Natural Language Processing Workbench Web Services

Overview of Project Activities
Five steps of the NLP Workbench: environmental scan; stakeholder engagement, requirements gathering, and technical design; prototype development; pilot testing; and release.

The NLP Workbench project included five steps: environmental scan; stakeholder engagement, requirements gathering, and technical design; prototype development; pilot testing; and release.

This pilot project converts narrative clinical text to coded data automatically.

Central cancer registries gather cancer-related data from a variety of sources. Some parts of these data—like medical records, laboratory reports, and other clinical reports—are unstructured or narrative text.

This text is reviewed manually to identify reportable cancer cases and code key data elements. As a result, there is a delay between the time when cancer is diagnosed and when this information is available to the cancer registry.

This project focuses on how CDC is using natural language processing (NLP) strategies to automate this process. CDC completed this 2-year project in 2019.

Dictionary-Based Approach


Workbench: A framework that supports the production of software by integrating a variety of activities to meet a specific need while limiting or eliminating the need for multiple programming languages.

Natural language processing: The technology used to help computers understand human language. In this case, it refers to the words in a laboratory report or medical record.

Machine learning: An application of artificial intelligence that allows information-processing systems to learn and improve automatically by using previous results, without being specifically programmed by a person.

In the past, CDC’s eMaRC Plus software used a dictionary-based NLP approach that required inclusion of every possible term, abbreviation, or representation of a reportable cancer before the software could find a case.

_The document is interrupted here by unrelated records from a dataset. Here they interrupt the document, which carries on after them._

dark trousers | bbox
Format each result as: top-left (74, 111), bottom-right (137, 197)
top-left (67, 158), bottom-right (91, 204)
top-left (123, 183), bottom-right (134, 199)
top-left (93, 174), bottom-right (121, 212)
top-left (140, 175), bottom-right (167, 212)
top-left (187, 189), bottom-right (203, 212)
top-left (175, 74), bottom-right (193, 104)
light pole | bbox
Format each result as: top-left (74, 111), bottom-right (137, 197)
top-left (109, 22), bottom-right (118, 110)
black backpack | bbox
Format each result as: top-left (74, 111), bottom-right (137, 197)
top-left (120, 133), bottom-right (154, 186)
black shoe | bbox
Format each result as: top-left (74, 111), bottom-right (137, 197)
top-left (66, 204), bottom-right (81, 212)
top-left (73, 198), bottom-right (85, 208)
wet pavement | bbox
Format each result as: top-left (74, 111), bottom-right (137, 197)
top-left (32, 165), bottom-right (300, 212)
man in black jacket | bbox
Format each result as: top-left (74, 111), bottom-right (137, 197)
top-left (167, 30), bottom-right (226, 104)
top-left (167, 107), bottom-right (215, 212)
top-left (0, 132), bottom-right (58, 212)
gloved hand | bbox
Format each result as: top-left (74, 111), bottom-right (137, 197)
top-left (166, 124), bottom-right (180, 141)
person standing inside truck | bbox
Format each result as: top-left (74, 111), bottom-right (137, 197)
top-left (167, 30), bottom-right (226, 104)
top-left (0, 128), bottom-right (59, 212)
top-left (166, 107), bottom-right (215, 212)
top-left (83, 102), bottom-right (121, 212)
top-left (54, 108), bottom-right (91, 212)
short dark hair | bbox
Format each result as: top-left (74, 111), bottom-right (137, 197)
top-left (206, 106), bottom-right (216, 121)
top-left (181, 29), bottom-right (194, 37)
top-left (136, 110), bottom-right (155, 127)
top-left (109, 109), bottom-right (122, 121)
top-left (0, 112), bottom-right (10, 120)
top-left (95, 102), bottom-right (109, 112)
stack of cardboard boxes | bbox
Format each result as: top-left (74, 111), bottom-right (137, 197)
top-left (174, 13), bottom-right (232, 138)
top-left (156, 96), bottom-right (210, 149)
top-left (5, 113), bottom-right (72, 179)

Unfortunately, the number of possibilities for these terms and representations is nearly infinite. In addition, common errors like misspelling, transposed letters, or extra white space could prevent the software from recognizing and processing a case.

Keeping the dictionary updated so the software would not miss valid pathology reports was a challenge.

Machine-Learning Approach

Another method is a statistical NLP approach using supervised machine learning to account for the complexity and variation of electronic pathology reports. This approach works best if there is a large volume of valid training documents from many laboratories and pathologists in the United States.

The HHS Assistant Secretary for Planning and Evaluation’s Patient-Centered Outcomes Research (PCOR) Trust Fund funded CDC and the US Food and Drug Administration (FDA) to develop an NLP Workbench.

This resulting Clinical Language Engineering Workbench (CLEW) provides a web service platform that the health care community can use to develop and share NLP pipelines, language models, and other algorithms that convert unstructured clinical text to coded data. It allows for community-driven feedback that can be used to train and improve the model in the future.